Jacques Julliard se trompe, et lourdement. Contrairement à ce qu'il écrit dans Marianne, la crise du projet européen n'est pas «d'abord géographique, c'est-à-dire identitaire». Elle découle si peu des fragiles perspectives d'adhésion turque qu'elle leur est bien antérieure et remonte, comme il le dit lui-même, à la chute du mur de Berlin et même à 1957, à ce premier traité depuis lequel «l'Europe ne progresse vraiment qu'à travers les crises».
La question turque n’est que le point culminant d’un rejet du projet européen par les Européens eux-mêmes.
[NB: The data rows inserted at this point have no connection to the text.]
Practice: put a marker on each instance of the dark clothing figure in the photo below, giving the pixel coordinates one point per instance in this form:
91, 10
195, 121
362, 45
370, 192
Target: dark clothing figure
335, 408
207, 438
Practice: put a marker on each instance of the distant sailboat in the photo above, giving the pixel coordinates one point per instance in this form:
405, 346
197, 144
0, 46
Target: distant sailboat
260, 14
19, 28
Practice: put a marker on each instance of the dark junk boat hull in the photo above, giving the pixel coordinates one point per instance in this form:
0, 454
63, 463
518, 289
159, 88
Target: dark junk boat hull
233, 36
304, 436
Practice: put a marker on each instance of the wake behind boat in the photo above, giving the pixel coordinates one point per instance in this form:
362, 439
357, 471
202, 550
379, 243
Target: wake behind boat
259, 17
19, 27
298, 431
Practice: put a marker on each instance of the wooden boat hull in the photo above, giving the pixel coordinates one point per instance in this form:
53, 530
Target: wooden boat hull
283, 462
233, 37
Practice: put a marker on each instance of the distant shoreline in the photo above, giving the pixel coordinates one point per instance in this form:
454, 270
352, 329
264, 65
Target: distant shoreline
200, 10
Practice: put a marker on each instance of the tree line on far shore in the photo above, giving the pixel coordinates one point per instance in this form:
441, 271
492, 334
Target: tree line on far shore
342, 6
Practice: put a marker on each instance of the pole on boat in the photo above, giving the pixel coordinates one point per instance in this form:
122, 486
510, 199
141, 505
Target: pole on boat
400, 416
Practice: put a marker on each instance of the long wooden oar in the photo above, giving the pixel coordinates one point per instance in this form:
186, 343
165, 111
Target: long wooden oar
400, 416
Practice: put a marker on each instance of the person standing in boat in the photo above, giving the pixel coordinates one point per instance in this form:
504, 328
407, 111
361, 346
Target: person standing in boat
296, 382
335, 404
Elle est passionnelle car elle ajoute la peur de l’Islam à la peur d’une dissolution des cadres nationaux dans un ensemble dont les finalités et le fonctionnement sont devenus incompréhensibles mais, si l’explication n’est pas la Turquie, à quoi tient-elle ?
L’Union souffre avant tout de ne pas avoir été construite sur la politique mais l’économie. Le tort en revient aux gaullistes et aux communistes français qui avaient fait échouer, en 1954, la création de la Communauté européenne de défense (CED) entre la France, l’Allemagne, le Benelux et l’Italie. Avec les institutions politiques communes que ce projet comportait, la CED aurait uni un nombre assez restreint de pays suffisamment proches pour que cette démocratie supranationale puisse fonctionner et s’enraciner avant de s’élargir à d’autres Etats.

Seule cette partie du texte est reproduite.